Nato helicopters 'kill Pakistan checkpoint soldiers'

Nato helicopters 'kill Pakistan checkpoint soldiers'

Pakistani officials have accused Nato helicopters of firing on a military checkpoint near Pakistan's Afghan border, killing 26 soldiers.
The "unprovoked and indiscriminate" attack took place in Mohmand tribal region, the Pakistani military said.
In response, Pakistan has closed the border crossing for supplies bound for Nato forces in Afghanistan.
The Nato-led force in Afghanistan says it is investigating and has offered condolences to any affected families.
The alleged attack took place at the Salala checkpoint, about 1.5 miles (2.5 km) from the Afghan border, Reuters reports, at around 02:00 local time (21:00 GMT).
Two officers were among the dead, officials said, and seven soldiers were reported wounded.
Prime Minister Yousuf Raza Gilani "has strongly condemned the Nato/Isaf (International Security Assistance Force) attack on the Pakistani post," the foreign ministry announced according to AFP news agency.
"On his directions, the matter in being taken up by the foreign ministry, in the strongest terms, with Nato and the US," it added.
The BBC's Shoaib Hasan in Karachi says Pakistani officials are furious, arguing there was no militant activity in the area at the time.
The incident risks dealing a fresh blow to US-Pakistan relations, which had only just begun to recover following a unilateral US raid that killed Osama Bin Laden in Pakistan in May.
Heartfelt condolences'
A senior Pakistani military officer told Reuters news agency that efforts were under way to transport the bodies of the dead soldiers to Mohmand's main town of Ghalanai.
"The latest attack by Nato forces on our post will have serious repercussions as they without any reasons attacked on our post and killed soldiers asleep," he said, requesting anonymity because he was not authorised to talk to the media.

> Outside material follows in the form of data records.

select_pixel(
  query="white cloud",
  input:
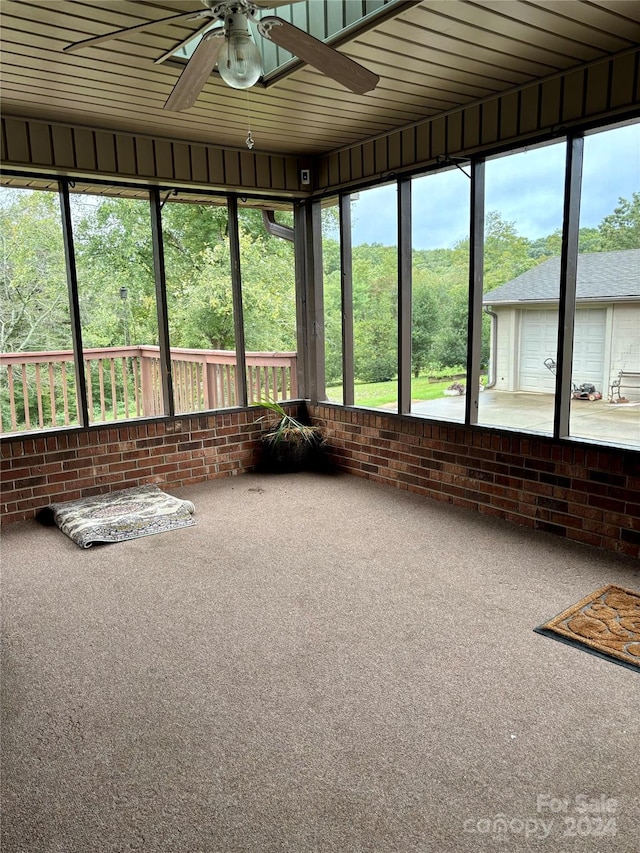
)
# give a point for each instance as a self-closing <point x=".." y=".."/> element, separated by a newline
<point x="526" y="188"/>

Masood Kausar, governor of Khyber Pakhtunkhwa province, reportedly condemned the attack as "unacceptable and intolerable".
In a statement, Isaf commander Gen John R Allen said the incident "has my highest personal attention and my commitment to thoroughly investigate it to determine the facts.

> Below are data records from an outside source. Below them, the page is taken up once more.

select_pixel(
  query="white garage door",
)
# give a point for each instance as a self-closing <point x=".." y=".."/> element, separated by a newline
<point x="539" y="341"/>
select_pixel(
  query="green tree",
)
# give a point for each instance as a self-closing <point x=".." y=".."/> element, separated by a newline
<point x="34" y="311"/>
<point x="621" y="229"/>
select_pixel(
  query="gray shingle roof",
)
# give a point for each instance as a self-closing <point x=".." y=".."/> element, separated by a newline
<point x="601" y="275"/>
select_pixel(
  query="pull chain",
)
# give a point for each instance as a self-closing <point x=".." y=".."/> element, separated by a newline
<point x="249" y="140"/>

"My most sincere and personal heartfelt condolences go out to the families and loved ones of any members of Pakistan Security Forces who may have been killed or injured."
In apparent response to the attack, lorries and fuel tankers were being stopped at Jamrud town in the Khyber tribal region near the city of Peshawar, officials and local media said - part of a key supply route which delivers 80% of Nato's equipment to Afghanistan.
"We have halted the supplies and some 40 tankers and trucks have been returned from the check post in Jamrud," Mutahir Zeb, a senior government official, told Reuters.
Pakistani troops are involved in fighting the Taliban in the crucial border region area. Hundreds of militants have been resisting attempts by the security forces to clear them from southern and south-eastern parts of the district.
Anti-militant operation The checkpoint at the centre of this latest incident was set up to prevent insurgents crossing over the border into Afghanistan, our correspondent says.
He says the movement of insurgents from the area into Afghanistan has been a concern for the Nato-led Isaf and the US.
The US has been targeting militants in Pakistan's tribal areas near the Afghan border for several months, often using unmanned drone aircraft.
Last year, US helicopters accidentally killed two Pakistani soldiers near the border, also prompting Pakistan to temporarily close the border to Nato supplies.
In October, Pakistan's army chief Ashfaq Kayani warned the US against taking unilateral action in nearby North Waziristan.
He said that the US should focus on stabilising Afghanistan instead of pushing Pakistan to attack militant groups in the crucial border region.
Washington has for many years urged Islamabad to deal with militants in the area.